Equity-Linked Savings Schemes (ELSS) and Unit-Linked Insurance Plans (ULIP) are popular tax-efficient investment choices in India. There are, however, some significant differences between the two.

ELSS funds are tax saving mutual funds that invest largely in equity shares of publicly traded firms. These funds' returns are market-linked and generally tend to outperform fixed deposits and other fixed-income assets. The returns, however, are subject to market swings, and there is risk associated with this investment. 

ULIP vs ELSS: Which Tax Saving Investment Should You Go For?

In contrast, a ULIP is an insurance policy that also includes an investment component. The ULIP premium is invested in several fund alternatives, such as equity, debt, or a combination of the two. ULIPs also provide life insurance coverage, with the death benefit being the greater of the sum assured or the fund value. 

Let us look at the differences between ULIPs and ELSSs in more detail.

The Distinction Between

  • Tax Benefits

Equity-Linked Savings Schemes (ELSS) and Unit-Linked Insurance Plans (ULIP) provide tax advantages to investors. However, the advantages differ.

ELSS mutual funds provide tax benefits under Section 80C of the Income Tax Act. Furthermore, if their returns are above Rs 1 lakh, LTCG (Long Term Capital Gains) under ELSS is taxed at 10%. The returns below ₹1 lakh, on the other hand, are tax-free.

Similar to an ELSS, the premium paid for a ULIP is tax deductible (up to ₹1.5 lakh) under Section 80C of the Income Tax Act. The returns on ULIP investments are tax-free if the total annual premiums are below ₹2.5 lakh. If not, then the returns are subject to LTCG tax.

  • Charges

ELSS fund management fees are typically upto a maximum limit of 2.5% of assets under management (AUM) every year. Additional fees, such as fund administration fees, transaction fees, and exit load, may apply.

ULIP fees are often greater than ELSS fees.
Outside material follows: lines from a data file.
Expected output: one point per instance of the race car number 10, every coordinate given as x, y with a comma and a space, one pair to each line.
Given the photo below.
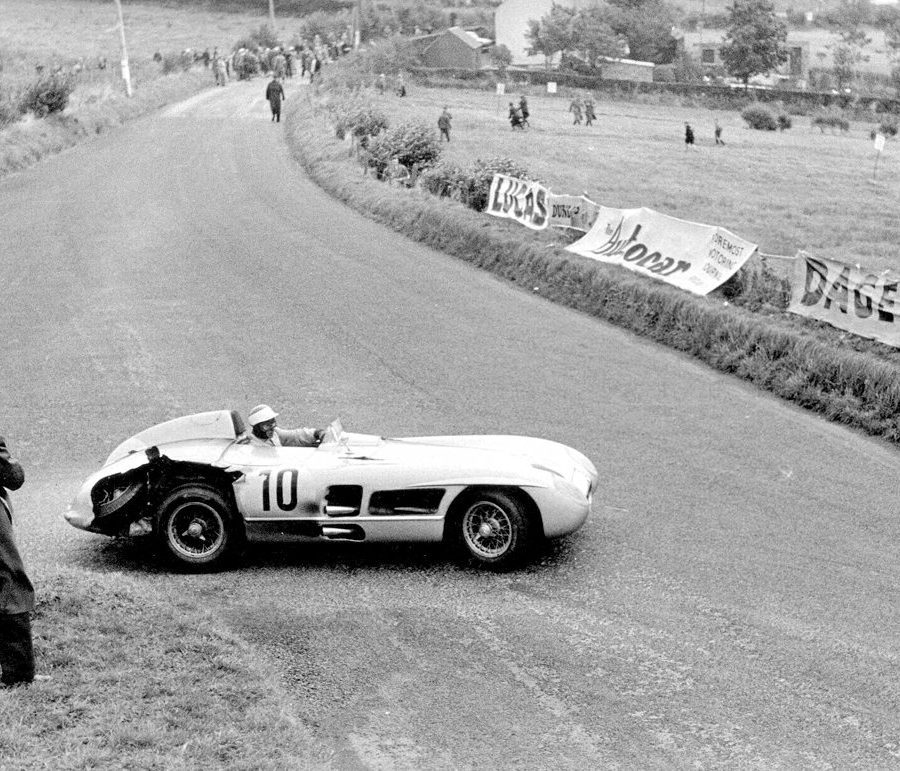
285, 483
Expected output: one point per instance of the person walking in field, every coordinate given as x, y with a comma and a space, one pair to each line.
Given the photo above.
275, 94
16, 591
589, 114
444, 123
575, 109
279, 64
515, 117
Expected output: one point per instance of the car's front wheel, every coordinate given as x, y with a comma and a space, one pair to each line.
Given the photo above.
196, 527
494, 529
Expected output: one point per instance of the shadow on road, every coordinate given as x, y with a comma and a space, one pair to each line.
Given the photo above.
139, 555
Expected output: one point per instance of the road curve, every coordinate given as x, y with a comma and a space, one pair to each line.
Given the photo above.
732, 601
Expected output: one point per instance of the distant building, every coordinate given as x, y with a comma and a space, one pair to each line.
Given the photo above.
797, 66
511, 23
455, 47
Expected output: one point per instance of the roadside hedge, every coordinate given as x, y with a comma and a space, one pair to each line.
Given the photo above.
793, 361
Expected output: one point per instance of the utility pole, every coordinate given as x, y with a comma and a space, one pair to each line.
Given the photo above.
126, 71
357, 24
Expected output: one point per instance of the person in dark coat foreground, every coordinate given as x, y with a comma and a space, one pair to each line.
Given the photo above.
16, 591
275, 93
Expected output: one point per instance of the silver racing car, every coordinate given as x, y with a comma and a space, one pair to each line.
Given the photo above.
202, 489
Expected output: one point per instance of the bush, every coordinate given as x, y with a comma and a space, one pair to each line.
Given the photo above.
760, 117
358, 118
412, 144
889, 126
177, 62
470, 185
833, 119
48, 95
10, 107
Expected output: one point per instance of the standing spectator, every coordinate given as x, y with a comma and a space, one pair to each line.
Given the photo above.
221, 70
515, 117
16, 591
275, 93
444, 123
304, 62
589, 114
575, 109
523, 110
279, 64
289, 61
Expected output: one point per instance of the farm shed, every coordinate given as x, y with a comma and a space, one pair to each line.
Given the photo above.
454, 48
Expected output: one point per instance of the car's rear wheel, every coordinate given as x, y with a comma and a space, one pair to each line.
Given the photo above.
197, 528
494, 529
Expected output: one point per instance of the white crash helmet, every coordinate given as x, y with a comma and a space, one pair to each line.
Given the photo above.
260, 414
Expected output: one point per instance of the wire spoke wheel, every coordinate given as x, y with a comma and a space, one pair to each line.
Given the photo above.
198, 528
488, 530
195, 529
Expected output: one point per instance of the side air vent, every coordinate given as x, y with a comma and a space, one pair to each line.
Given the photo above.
343, 500
423, 502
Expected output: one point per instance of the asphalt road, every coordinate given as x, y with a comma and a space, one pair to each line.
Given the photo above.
732, 600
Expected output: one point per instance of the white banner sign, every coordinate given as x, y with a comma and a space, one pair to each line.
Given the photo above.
845, 296
572, 211
691, 256
524, 201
ULIPs are associated with a variety of charges, including premium allocation charges, fund management charges, mortality charges, and administration charges. These fees vary depending on the ULIP plan. However, they can amount to up to 20% of the premium in the first year and steadily drop in subsequent years.

  • The Liquidity and Lock-In Period

ELSS mutual funds have a three-year lock-in term during which the investor cannot withdraw the amount deposited. However, following the lock-in period, the investor can withdraw the invested cash or sell the units on the stock exchange.

ULIPs typically have a 5-year lock-in term during which the investor cannot withdraw the invested cash. However, following the lock-in period, the investor can withdraw the invested money or surrender the policy.

In terms of liquidity, ELSS mutual funds provide better options because they have a shorter lock-in period and can be sold on the stock exchange. ULIPs, on the other hand, have a longer lock-in period and require the investor to relinquish the policy in order to withdraw the invested amount.

The lock-in period is in place for both to guarantee that investors remain involved for a longer period of time, allowing them to realise long-term investment rewards. It also helps to prevent premature withdrawal of funds, which can have an impact on the overall success of the investment.

  • Returns 

The performance of the underlying equity market determines ELSS returns. When the share market is performing well, ELSS mutual funds produce higher returns; when the market is performing poorly, ELSS mutual funds produce lower returns.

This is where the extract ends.